Turecka apteka z zewnątrz wygląda troche jak sklep.
Klienci/turyści zachęcani są do wejścia produktami które leżą na witrynach, a są to:
1. VIAGRA
2. CIALIS
3. LEVITRA
z wiadomych powodów, oraz produktami na brzuch, aspiryna itp typowo na choroby turystyczne.
Ceny tego co tutaj niejedni lubią podgryźć i wbić kształtują sie następująco:
~ 2pln = 1ytl
1amp Sustanon - 6 ytl
1amp Primobolan - 8 ytl
2tab Cialis - 34 ytl
1op (20tabl) Anapolon - 26 ytl
Widocznie braki pregnylu dosięgły równierz i turków bo i tam go nie ma w aptekach. O viagre zapomniałem wkońcu zapytać jaka cena.
Co ważne:
To już panowie nie egipt gdzie wałki leżą na półkach a wszystko można kupić na setki i negocjować ceny. Typ stoi za ladą i podaje, to juz nie jak w supermarkecie.
W turcji na każdym opakowaniu jest naklejka apteki z kodem kreskowym i ceną. Na każdy produkt wydają paragon, wszystko wydaje sie legally.
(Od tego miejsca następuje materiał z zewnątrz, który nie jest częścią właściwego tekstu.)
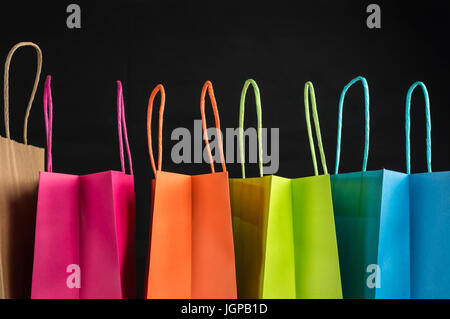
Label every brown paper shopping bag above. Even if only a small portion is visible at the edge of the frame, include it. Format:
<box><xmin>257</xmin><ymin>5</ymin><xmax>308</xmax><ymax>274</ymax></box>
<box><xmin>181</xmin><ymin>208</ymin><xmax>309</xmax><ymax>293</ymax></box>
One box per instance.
<box><xmin>0</xmin><ymin>42</ymin><xmax>44</xmax><ymax>299</ymax></box>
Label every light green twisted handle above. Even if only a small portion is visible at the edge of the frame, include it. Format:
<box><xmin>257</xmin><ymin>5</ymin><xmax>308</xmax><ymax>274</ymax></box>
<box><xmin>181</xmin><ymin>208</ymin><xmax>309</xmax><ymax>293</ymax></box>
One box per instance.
<box><xmin>304</xmin><ymin>81</ymin><xmax>328</xmax><ymax>175</ymax></box>
<box><xmin>239</xmin><ymin>79</ymin><xmax>263</xmax><ymax>178</ymax></box>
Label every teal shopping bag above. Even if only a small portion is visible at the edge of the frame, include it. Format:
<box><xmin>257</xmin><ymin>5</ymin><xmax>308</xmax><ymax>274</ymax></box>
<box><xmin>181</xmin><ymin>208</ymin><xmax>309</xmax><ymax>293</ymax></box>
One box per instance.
<box><xmin>330</xmin><ymin>76</ymin><xmax>410</xmax><ymax>299</ymax></box>
<box><xmin>406</xmin><ymin>82</ymin><xmax>450</xmax><ymax>299</ymax></box>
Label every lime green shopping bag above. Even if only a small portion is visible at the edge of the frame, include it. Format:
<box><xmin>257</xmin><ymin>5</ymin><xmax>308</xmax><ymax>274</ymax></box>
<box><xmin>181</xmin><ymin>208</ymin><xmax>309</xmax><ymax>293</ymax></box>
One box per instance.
<box><xmin>229</xmin><ymin>80</ymin><xmax>342</xmax><ymax>299</ymax></box>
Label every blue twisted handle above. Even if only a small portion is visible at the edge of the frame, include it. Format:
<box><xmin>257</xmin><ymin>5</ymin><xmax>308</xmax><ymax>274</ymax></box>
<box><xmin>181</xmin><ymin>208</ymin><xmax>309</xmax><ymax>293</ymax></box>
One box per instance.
<box><xmin>405</xmin><ymin>81</ymin><xmax>432</xmax><ymax>174</ymax></box>
<box><xmin>335</xmin><ymin>76</ymin><xmax>370</xmax><ymax>174</ymax></box>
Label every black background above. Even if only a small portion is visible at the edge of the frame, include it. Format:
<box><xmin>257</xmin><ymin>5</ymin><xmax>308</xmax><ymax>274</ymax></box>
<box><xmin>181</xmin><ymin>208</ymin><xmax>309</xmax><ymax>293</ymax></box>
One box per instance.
<box><xmin>1</xmin><ymin>0</ymin><xmax>449</xmax><ymax>298</ymax></box>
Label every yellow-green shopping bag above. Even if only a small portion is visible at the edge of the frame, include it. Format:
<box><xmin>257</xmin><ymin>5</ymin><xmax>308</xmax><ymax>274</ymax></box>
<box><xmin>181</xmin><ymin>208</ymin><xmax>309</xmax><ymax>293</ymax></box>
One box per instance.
<box><xmin>229</xmin><ymin>80</ymin><xmax>342</xmax><ymax>299</ymax></box>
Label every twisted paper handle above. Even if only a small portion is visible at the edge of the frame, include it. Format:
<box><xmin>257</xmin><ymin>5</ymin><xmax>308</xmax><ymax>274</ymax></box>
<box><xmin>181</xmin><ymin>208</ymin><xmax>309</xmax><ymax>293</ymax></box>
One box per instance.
<box><xmin>4</xmin><ymin>42</ymin><xmax>43</xmax><ymax>144</ymax></box>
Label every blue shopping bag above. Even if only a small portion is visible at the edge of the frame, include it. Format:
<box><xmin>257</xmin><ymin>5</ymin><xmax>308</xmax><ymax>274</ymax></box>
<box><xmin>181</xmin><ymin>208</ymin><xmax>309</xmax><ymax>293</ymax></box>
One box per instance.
<box><xmin>406</xmin><ymin>82</ymin><xmax>450</xmax><ymax>299</ymax></box>
<box><xmin>330</xmin><ymin>76</ymin><xmax>410</xmax><ymax>299</ymax></box>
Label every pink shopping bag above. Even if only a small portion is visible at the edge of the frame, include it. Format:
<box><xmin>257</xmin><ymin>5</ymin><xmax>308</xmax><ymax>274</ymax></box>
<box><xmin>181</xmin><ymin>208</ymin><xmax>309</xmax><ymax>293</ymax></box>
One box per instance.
<box><xmin>31</xmin><ymin>76</ymin><xmax>136</xmax><ymax>299</ymax></box>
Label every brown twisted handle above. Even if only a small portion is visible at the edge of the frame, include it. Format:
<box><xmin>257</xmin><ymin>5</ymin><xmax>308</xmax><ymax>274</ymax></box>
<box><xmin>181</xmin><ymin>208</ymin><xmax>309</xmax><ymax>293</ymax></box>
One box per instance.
<box><xmin>3</xmin><ymin>42</ymin><xmax>43</xmax><ymax>144</ymax></box>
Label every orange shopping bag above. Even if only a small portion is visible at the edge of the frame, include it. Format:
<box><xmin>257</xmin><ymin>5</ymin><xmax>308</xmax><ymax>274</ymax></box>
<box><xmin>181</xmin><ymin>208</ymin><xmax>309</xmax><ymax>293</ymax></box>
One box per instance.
<box><xmin>145</xmin><ymin>81</ymin><xmax>237</xmax><ymax>299</ymax></box>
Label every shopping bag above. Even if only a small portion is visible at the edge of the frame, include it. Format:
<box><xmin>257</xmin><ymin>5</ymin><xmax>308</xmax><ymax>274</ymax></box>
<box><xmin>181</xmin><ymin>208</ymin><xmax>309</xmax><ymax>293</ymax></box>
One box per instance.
<box><xmin>0</xmin><ymin>42</ymin><xmax>44</xmax><ymax>299</ymax></box>
<box><xmin>406</xmin><ymin>82</ymin><xmax>450</xmax><ymax>299</ymax></box>
<box><xmin>330</xmin><ymin>76</ymin><xmax>410</xmax><ymax>299</ymax></box>
<box><xmin>145</xmin><ymin>81</ymin><xmax>236</xmax><ymax>299</ymax></box>
<box><xmin>31</xmin><ymin>77</ymin><xmax>136</xmax><ymax>299</ymax></box>
<box><xmin>229</xmin><ymin>79</ymin><xmax>342</xmax><ymax>299</ymax></box>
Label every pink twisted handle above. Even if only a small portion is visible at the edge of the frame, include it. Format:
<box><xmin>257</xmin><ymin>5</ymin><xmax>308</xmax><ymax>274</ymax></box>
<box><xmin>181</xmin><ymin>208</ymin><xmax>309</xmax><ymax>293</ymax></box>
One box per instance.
<box><xmin>43</xmin><ymin>78</ymin><xmax>133</xmax><ymax>174</ymax></box>
<box><xmin>43</xmin><ymin>75</ymin><xmax>53</xmax><ymax>172</ymax></box>
<box><xmin>117</xmin><ymin>81</ymin><xmax>133</xmax><ymax>175</ymax></box>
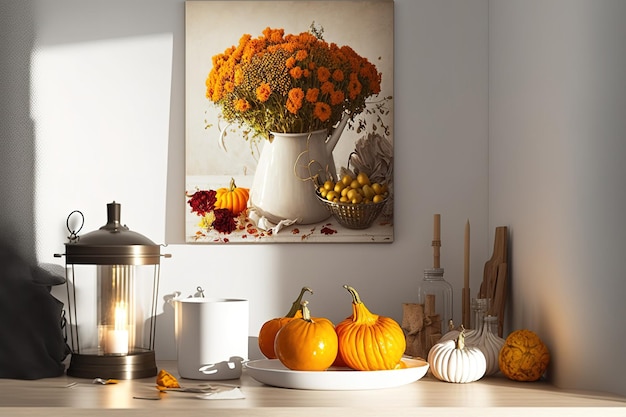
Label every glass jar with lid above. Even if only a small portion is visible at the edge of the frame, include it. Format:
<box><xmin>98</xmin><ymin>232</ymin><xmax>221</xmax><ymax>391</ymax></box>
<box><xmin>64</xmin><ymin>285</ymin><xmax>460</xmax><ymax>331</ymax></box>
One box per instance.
<box><xmin>417</xmin><ymin>268</ymin><xmax>453</xmax><ymax>335</ymax></box>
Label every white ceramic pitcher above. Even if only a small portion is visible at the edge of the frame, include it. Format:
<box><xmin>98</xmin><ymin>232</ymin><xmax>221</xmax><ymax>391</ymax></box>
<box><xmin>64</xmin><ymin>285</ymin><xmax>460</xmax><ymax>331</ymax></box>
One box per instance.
<box><xmin>249</xmin><ymin>113</ymin><xmax>350</xmax><ymax>225</ymax></box>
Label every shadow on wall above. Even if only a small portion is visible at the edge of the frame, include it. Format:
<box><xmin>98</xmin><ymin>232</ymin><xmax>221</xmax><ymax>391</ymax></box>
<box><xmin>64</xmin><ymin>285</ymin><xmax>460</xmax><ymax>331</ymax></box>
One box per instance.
<box><xmin>0</xmin><ymin>0</ymin><xmax>36</xmax><ymax>262</ymax></box>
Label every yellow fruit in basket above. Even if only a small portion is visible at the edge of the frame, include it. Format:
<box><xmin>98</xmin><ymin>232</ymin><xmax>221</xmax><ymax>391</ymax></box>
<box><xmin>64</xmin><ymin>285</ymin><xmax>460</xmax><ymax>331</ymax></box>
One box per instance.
<box><xmin>373</xmin><ymin>194</ymin><xmax>385</xmax><ymax>204</ymax></box>
<box><xmin>334</xmin><ymin>182</ymin><xmax>345</xmax><ymax>193</ymax></box>
<box><xmin>323</xmin><ymin>180</ymin><xmax>334</xmax><ymax>191</ymax></box>
<box><xmin>371</xmin><ymin>183</ymin><xmax>383</xmax><ymax>195</ymax></box>
<box><xmin>326</xmin><ymin>190</ymin><xmax>339</xmax><ymax>202</ymax></box>
<box><xmin>357</xmin><ymin>172</ymin><xmax>371</xmax><ymax>187</ymax></box>
<box><xmin>362</xmin><ymin>184</ymin><xmax>375</xmax><ymax>200</ymax></box>
<box><xmin>341</xmin><ymin>174</ymin><xmax>353</xmax><ymax>186</ymax></box>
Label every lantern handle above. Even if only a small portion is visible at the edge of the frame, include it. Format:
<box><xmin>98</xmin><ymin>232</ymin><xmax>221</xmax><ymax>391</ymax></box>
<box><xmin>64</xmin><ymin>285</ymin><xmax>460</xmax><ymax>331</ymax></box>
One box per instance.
<box><xmin>66</xmin><ymin>210</ymin><xmax>84</xmax><ymax>243</ymax></box>
<box><xmin>195</xmin><ymin>286</ymin><xmax>205</xmax><ymax>298</ymax></box>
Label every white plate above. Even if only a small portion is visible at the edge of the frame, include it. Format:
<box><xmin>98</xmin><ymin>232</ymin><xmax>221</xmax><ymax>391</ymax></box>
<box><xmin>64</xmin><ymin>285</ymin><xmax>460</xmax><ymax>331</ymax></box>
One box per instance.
<box><xmin>244</xmin><ymin>358</ymin><xmax>429</xmax><ymax>390</ymax></box>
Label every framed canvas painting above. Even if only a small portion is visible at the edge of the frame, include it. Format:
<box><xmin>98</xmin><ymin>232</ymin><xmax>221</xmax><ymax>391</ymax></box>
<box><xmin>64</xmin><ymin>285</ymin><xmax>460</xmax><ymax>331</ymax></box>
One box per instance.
<box><xmin>185</xmin><ymin>0</ymin><xmax>394</xmax><ymax>243</ymax></box>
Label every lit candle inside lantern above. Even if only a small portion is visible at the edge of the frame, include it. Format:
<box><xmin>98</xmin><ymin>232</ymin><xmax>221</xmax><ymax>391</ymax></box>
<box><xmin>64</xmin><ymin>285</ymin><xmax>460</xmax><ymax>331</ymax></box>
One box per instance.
<box><xmin>105</xmin><ymin>303</ymin><xmax>129</xmax><ymax>355</ymax></box>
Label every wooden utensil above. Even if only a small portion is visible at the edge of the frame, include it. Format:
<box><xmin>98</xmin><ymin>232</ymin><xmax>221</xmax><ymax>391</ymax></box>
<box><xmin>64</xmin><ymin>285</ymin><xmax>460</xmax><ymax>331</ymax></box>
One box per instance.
<box><xmin>479</xmin><ymin>226</ymin><xmax>508</xmax><ymax>336</ymax></box>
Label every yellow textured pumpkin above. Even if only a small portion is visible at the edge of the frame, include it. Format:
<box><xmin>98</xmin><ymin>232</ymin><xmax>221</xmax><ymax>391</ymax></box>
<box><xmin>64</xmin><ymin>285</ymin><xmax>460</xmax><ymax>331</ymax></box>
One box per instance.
<box><xmin>335</xmin><ymin>285</ymin><xmax>406</xmax><ymax>371</ymax></box>
<box><xmin>499</xmin><ymin>329</ymin><xmax>550</xmax><ymax>381</ymax></box>
<box><xmin>214</xmin><ymin>177</ymin><xmax>249</xmax><ymax>215</ymax></box>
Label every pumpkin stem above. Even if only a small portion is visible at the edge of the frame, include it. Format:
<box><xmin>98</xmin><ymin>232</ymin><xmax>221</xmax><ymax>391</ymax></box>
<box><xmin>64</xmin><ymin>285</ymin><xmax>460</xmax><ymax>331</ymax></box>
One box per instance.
<box><xmin>343</xmin><ymin>284</ymin><xmax>362</xmax><ymax>304</ymax></box>
<box><xmin>301</xmin><ymin>300</ymin><xmax>313</xmax><ymax>322</ymax></box>
<box><xmin>229</xmin><ymin>177</ymin><xmax>237</xmax><ymax>191</ymax></box>
<box><xmin>456</xmin><ymin>325</ymin><xmax>466</xmax><ymax>350</ymax></box>
<box><xmin>285</xmin><ymin>287</ymin><xmax>313</xmax><ymax>318</ymax></box>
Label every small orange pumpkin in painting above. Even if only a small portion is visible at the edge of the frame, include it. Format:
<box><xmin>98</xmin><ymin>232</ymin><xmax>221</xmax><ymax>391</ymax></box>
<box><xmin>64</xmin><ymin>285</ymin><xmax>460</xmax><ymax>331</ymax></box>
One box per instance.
<box><xmin>214</xmin><ymin>177</ymin><xmax>249</xmax><ymax>215</ymax></box>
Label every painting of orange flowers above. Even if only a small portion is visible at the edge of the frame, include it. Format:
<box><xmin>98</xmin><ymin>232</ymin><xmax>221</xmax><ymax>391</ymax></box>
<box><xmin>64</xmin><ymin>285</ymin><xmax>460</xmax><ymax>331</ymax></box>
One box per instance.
<box><xmin>185</xmin><ymin>0</ymin><xmax>394</xmax><ymax>243</ymax></box>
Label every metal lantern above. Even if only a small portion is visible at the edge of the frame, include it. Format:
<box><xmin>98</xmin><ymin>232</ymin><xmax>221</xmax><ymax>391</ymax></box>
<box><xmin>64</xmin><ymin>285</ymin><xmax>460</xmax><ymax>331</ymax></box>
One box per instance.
<box><xmin>55</xmin><ymin>202</ymin><xmax>170</xmax><ymax>379</ymax></box>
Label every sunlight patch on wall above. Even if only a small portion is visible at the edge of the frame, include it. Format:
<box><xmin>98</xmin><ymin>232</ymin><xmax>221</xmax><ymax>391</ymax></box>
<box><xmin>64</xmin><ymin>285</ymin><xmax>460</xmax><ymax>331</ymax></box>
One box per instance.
<box><xmin>30</xmin><ymin>34</ymin><xmax>173</xmax><ymax>263</ymax></box>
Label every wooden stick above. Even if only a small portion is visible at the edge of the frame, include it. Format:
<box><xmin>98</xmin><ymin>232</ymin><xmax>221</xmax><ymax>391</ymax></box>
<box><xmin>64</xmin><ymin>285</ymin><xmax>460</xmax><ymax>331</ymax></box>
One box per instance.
<box><xmin>462</xmin><ymin>220</ymin><xmax>470</xmax><ymax>328</ymax></box>
<box><xmin>432</xmin><ymin>214</ymin><xmax>441</xmax><ymax>268</ymax></box>
<box><xmin>462</xmin><ymin>288</ymin><xmax>471</xmax><ymax>329</ymax></box>
<box><xmin>424</xmin><ymin>294</ymin><xmax>436</xmax><ymax>317</ymax></box>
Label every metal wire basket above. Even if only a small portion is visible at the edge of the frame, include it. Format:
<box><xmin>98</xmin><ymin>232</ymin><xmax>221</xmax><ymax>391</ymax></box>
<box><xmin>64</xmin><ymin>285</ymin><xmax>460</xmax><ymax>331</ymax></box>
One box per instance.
<box><xmin>315</xmin><ymin>190</ymin><xmax>388</xmax><ymax>229</ymax></box>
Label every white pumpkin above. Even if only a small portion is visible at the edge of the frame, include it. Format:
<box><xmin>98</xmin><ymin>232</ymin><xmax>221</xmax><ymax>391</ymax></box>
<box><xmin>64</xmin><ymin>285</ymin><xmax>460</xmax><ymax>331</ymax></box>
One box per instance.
<box><xmin>428</xmin><ymin>329</ymin><xmax>486</xmax><ymax>383</ymax></box>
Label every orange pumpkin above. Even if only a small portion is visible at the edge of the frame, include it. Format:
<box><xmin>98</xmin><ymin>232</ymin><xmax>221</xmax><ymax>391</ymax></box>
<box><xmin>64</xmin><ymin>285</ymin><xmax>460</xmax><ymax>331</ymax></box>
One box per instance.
<box><xmin>274</xmin><ymin>301</ymin><xmax>338</xmax><ymax>371</ymax></box>
<box><xmin>335</xmin><ymin>285</ymin><xmax>406</xmax><ymax>371</ymax></box>
<box><xmin>257</xmin><ymin>287</ymin><xmax>312</xmax><ymax>359</ymax></box>
<box><xmin>214</xmin><ymin>178</ymin><xmax>249</xmax><ymax>215</ymax></box>
<box><xmin>499</xmin><ymin>329</ymin><xmax>550</xmax><ymax>382</ymax></box>
<box><xmin>331</xmin><ymin>346</ymin><xmax>348</xmax><ymax>368</ymax></box>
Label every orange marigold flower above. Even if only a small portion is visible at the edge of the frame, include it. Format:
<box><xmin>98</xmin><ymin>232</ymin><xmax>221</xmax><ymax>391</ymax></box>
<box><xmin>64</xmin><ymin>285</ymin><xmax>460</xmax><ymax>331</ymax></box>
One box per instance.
<box><xmin>224</xmin><ymin>81</ymin><xmax>234</xmax><ymax>93</ymax></box>
<box><xmin>317</xmin><ymin>66</ymin><xmax>331</xmax><ymax>83</ymax></box>
<box><xmin>212</xmin><ymin>83</ymin><xmax>224</xmax><ymax>102</ymax></box>
<box><xmin>295</xmin><ymin>49</ymin><xmax>308</xmax><ymax>61</ymax></box>
<box><xmin>306</xmin><ymin>88</ymin><xmax>319</xmax><ymax>103</ymax></box>
<box><xmin>286</xmin><ymin>88</ymin><xmax>304</xmax><ymax>114</ymax></box>
<box><xmin>321</xmin><ymin>81</ymin><xmax>334</xmax><ymax>95</ymax></box>
<box><xmin>302</xmin><ymin>69</ymin><xmax>310</xmax><ymax>78</ymax></box>
<box><xmin>234</xmin><ymin>98</ymin><xmax>251</xmax><ymax>112</ymax></box>
<box><xmin>308</xmin><ymin>61</ymin><xmax>316</xmax><ymax>70</ymax></box>
<box><xmin>332</xmin><ymin>69</ymin><xmax>344</xmax><ymax>82</ymax></box>
<box><xmin>286</xmin><ymin>56</ymin><xmax>296</xmax><ymax>69</ymax></box>
<box><xmin>286</xmin><ymin>100</ymin><xmax>298</xmax><ymax>114</ymax></box>
<box><xmin>330</xmin><ymin>90</ymin><xmax>345</xmax><ymax>106</ymax></box>
<box><xmin>313</xmin><ymin>102</ymin><xmax>331</xmax><ymax>122</ymax></box>
<box><xmin>289</xmin><ymin>66</ymin><xmax>303</xmax><ymax>79</ymax></box>
<box><xmin>288</xmin><ymin>87</ymin><xmax>304</xmax><ymax>104</ymax></box>
<box><xmin>263</xmin><ymin>27</ymin><xmax>284</xmax><ymax>43</ymax></box>
<box><xmin>256</xmin><ymin>83</ymin><xmax>272</xmax><ymax>102</ymax></box>
<box><xmin>234</xmin><ymin>67</ymin><xmax>244</xmax><ymax>85</ymax></box>
<box><xmin>348</xmin><ymin>73</ymin><xmax>362</xmax><ymax>100</ymax></box>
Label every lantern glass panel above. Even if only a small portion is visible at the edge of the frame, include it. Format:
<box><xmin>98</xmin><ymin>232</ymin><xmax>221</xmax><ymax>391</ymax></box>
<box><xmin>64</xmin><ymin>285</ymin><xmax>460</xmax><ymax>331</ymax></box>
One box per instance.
<box><xmin>66</xmin><ymin>263</ymin><xmax>158</xmax><ymax>356</ymax></box>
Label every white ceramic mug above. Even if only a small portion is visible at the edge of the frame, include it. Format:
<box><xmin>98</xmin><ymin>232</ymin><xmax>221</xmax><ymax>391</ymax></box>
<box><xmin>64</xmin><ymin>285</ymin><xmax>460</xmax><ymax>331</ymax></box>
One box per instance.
<box><xmin>173</xmin><ymin>297</ymin><xmax>249</xmax><ymax>380</ymax></box>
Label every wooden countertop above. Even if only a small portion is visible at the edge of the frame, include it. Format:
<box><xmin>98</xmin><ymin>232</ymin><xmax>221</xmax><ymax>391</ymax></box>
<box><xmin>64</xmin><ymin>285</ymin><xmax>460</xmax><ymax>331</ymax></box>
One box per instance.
<box><xmin>1</xmin><ymin>360</ymin><xmax>625</xmax><ymax>417</ymax></box>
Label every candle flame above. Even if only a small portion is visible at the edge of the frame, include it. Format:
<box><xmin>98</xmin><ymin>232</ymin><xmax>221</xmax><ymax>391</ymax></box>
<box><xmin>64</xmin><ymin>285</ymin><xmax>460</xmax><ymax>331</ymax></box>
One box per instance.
<box><xmin>114</xmin><ymin>302</ymin><xmax>127</xmax><ymax>331</ymax></box>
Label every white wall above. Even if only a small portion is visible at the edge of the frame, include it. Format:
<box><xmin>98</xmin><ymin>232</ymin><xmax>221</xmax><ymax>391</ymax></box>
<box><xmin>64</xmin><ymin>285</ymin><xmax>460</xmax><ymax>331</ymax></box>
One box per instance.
<box><xmin>9</xmin><ymin>0</ymin><xmax>489</xmax><ymax>361</ymax></box>
<box><xmin>490</xmin><ymin>0</ymin><xmax>626</xmax><ymax>397</ymax></box>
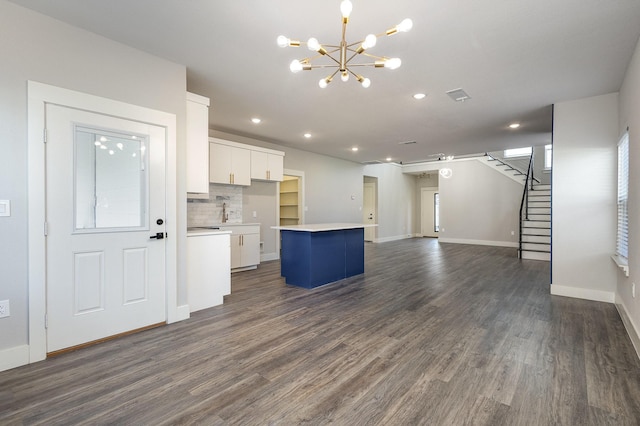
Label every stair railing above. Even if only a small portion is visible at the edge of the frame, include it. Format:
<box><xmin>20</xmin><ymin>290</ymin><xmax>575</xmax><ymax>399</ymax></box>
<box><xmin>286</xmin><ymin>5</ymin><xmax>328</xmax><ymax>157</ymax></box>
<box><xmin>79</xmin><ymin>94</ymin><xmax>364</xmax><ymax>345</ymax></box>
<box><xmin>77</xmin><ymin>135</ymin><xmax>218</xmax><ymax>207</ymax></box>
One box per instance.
<box><xmin>518</xmin><ymin>153</ymin><xmax>535</xmax><ymax>258</ymax></box>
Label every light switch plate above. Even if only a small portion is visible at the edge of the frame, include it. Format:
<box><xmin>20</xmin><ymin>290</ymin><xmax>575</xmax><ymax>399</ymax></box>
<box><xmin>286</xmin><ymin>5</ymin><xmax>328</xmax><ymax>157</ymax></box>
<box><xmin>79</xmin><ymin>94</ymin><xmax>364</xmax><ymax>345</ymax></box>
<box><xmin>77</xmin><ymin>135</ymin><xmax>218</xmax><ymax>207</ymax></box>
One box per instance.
<box><xmin>0</xmin><ymin>200</ymin><xmax>10</xmax><ymax>217</ymax></box>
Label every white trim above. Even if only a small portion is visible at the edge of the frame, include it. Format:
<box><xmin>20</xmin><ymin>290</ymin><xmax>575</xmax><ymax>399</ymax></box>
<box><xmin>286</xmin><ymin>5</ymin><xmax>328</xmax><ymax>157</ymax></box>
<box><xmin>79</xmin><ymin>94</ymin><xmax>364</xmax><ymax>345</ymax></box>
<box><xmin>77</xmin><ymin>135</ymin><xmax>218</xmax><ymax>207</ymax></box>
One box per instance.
<box><xmin>209</xmin><ymin>137</ymin><xmax>284</xmax><ymax>156</ymax></box>
<box><xmin>550</xmin><ymin>284</ymin><xmax>615</xmax><ymax>303</ymax></box>
<box><xmin>615</xmin><ymin>297</ymin><xmax>640</xmax><ymax>360</ymax></box>
<box><xmin>28</xmin><ymin>81</ymin><xmax>179</xmax><ymax>363</ymax></box>
<box><xmin>611</xmin><ymin>254</ymin><xmax>629</xmax><ymax>277</ymax></box>
<box><xmin>375</xmin><ymin>234</ymin><xmax>413</xmax><ymax>243</ymax></box>
<box><xmin>438</xmin><ymin>237</ymin><xmax>518</xmax><ymax>248</ymax></box>
<box><xmin>261</xmin><ymin>252</ymin><xmax>279</xmax><ymax>262</ymax></box>
<box><xmin>175</xmin><ymin>304</ymin><xmax>191</xmax><ymax>322</ymax></box>
<box><xmin>0</xmin><ymin>345</ymin><xmax>30</xmax><ymax>372</ymax></box>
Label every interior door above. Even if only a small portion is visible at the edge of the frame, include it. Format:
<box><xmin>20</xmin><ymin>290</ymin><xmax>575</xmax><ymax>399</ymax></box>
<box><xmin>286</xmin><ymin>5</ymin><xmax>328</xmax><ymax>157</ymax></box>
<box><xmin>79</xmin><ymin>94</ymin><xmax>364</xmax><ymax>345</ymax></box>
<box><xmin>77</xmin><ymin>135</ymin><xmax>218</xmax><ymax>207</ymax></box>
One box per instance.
<box><xmin>421</xmin><ymin>188</ymin><xmax>438</xmax><ymax>238</ymax></box>
<box><xmin>45</xmin><ymin>104</ymin><xmax>167</xmax><ymax>353</ymax></box>
<box><xmin>363</xmin><ymin>182</ymin><xmax>376</xmax><ymax>241</ymax></box>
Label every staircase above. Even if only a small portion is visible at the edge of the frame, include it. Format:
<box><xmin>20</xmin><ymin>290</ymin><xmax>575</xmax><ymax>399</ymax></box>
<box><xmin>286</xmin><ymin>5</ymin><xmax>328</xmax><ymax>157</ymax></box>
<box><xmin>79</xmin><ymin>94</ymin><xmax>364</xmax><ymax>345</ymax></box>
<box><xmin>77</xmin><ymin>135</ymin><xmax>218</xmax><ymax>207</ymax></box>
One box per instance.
<box><xmin>520</xmin><ymin>184</ymin><xmax>551</xmax><ymax>261</ymax></box>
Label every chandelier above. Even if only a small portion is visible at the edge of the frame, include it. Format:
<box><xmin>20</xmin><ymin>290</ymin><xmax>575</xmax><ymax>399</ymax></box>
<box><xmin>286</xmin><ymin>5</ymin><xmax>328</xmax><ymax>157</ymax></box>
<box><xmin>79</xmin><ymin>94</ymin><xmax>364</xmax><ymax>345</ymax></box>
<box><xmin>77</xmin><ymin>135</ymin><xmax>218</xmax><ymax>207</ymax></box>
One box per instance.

Susta pakowana każda ampułka w pudełeczko, podobnie jak primo. Underów nie ma, wałów nie widziałem, Viagra tylko 25mg lub 50mg. "gipsowych" 100mg nie ma.
Przy okazji nawiązując, można kupić tam wszystko bez recepty, równierz antybiotyki.
Cóż, ceny nie są niskie, więc kto tam jedzie to w polsce potem nie pohandluje , ale na cykl można coś kupić.
Ktoś tu niedawno pisał że turcja stała sie krajem bardzo sprawdzanym pod tym względem i apteki są mocno kontrolowane. Zgodze się z tym po tym co widziałem.
Na lotnisku w turcji jest prześwietlany przy was każdy bagaż, nie tylko podręczny, ale tutaj celem wyłapania są dobra narodowe, tj skały, kamienie, rośliny, zwierzęta itp.